At today’s Intel Developer Forum, Yahoo! and Intel announced the Widget Channel, the first in a series of initiatives that will bring what Yahoo! calls the "Cinematic Internet" even closer to living rooms across America.
The Widget Channel is a television application framework optimized for TV and related consumer electronics devices that use the Intel Architecture. The Widget Channel will be powered by the Yahoo! Widget Engine, an applications platform that will enable TV viewers to interact with and enjoy a rich set of TV Widgets, or small Internet applications designed to complement and enhance the traditional TV watching experience and bring content, information and community features available on the Internet within easy reach of your remote control.
TV Widgets will introduce a new way of interacting with your television. Just imagine that you are watching Dancing With the Stars and you get a phone call from your friend about new Flickr photos they uploaded. But the new season of your favorite reality show has just started, and you don’t want to miss any of the action. You don’t have to go anywhere to view the Flickr album. With a click of your remote, you can bring up the TV Widget dock at the bottom of your TV screen. Your favorite episode of Dancing With the Stars is still viewable, so you can watch your show uninterrupted and check out the new pictures your friend is so eager for you to see.

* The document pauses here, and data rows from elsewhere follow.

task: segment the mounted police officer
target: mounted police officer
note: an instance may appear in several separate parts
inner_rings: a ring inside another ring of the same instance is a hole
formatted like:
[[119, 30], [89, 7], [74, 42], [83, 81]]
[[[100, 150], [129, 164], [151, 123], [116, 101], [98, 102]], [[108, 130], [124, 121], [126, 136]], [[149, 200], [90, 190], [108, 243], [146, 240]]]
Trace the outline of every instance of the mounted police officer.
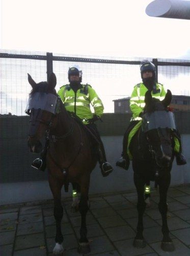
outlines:
[[[128, 169], [130, 156], [129, 146], [134, 134], [138, 130], [145, 105], [145, 96], [146, 92], [151, 92], [152, 97], [162, 100], [166, 94], [164, 86], [156, 82], [156, 69], [153, 63], [144, 60], [141, 66], [141, 74], [143, 82], [136, 84], [130, 99], [130, 108], [132, 113], [130, 122], [125, 132], [123, 140], [122, 157], [116, 162], [116, 165]], [[181, 154], [181, 141], [179, 132], [174, 132], [175, 146], [174, 148], [177, 164], [181, 165], [186, 163], [184, 157]]]
[[[103, 114], [103, 105], [95, 90], [89, 84], [83, 84], [82, 71], [76, 65], [69, 68], [68, 72], [69, 84], [61, 87], [58, 94], [64, 103], [66, 109], [72, 112], [83, 122], [88, 132], [94, 138], [96, 153], [103, 176], [108, 175], [113, 171], [111, 164], [107, 162], [104, 146], [94, 122], [100, 119]], [[92, 114], [90, 104], [93, 106]], [[45, 158], [47, 146], [45, 147], [41, 157], [35, 159], [32, 166], [44, 170], [46, 167]]]

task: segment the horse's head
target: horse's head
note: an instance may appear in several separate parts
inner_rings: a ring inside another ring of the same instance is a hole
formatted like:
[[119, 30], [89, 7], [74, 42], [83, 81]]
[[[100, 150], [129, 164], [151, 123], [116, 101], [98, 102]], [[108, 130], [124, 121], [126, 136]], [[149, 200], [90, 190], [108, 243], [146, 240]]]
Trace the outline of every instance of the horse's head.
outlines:
[[173, 113], [168, 108], [172, 98], [169, 90], [162, 101], [152, 97], [150, 91], [145, 95], [142, 129], [150, 151], [154, 155], [157, 164], [161, 167], [169, 166], [173, 157], [171, 131], [176, 129], [176, 125]]
[[40, 139], [51, 125], [57, 110], [56, 76], [52, 73], [48, 83], [36, 83], [28, 74], [28, 80], [32, 87], [25, 111], [30, 116], [28, 145], [31, 152], [39, 153], [42, 148]]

With the Cinematic Internet, Yahoo! will help to create and enable the ecosystem of Internet-connected TV, which will benefit consumers, device makers, advertisers and publishers. By combining the Internet’s benefits of openness, community and personalization with the broadcast values of dependability and familiarity of TV, we believe this combination will transform traditional TV into something bigger, better, and more exciting for users, content providers and equipment manufacturers—and make Yahoo! a starting point on the TV.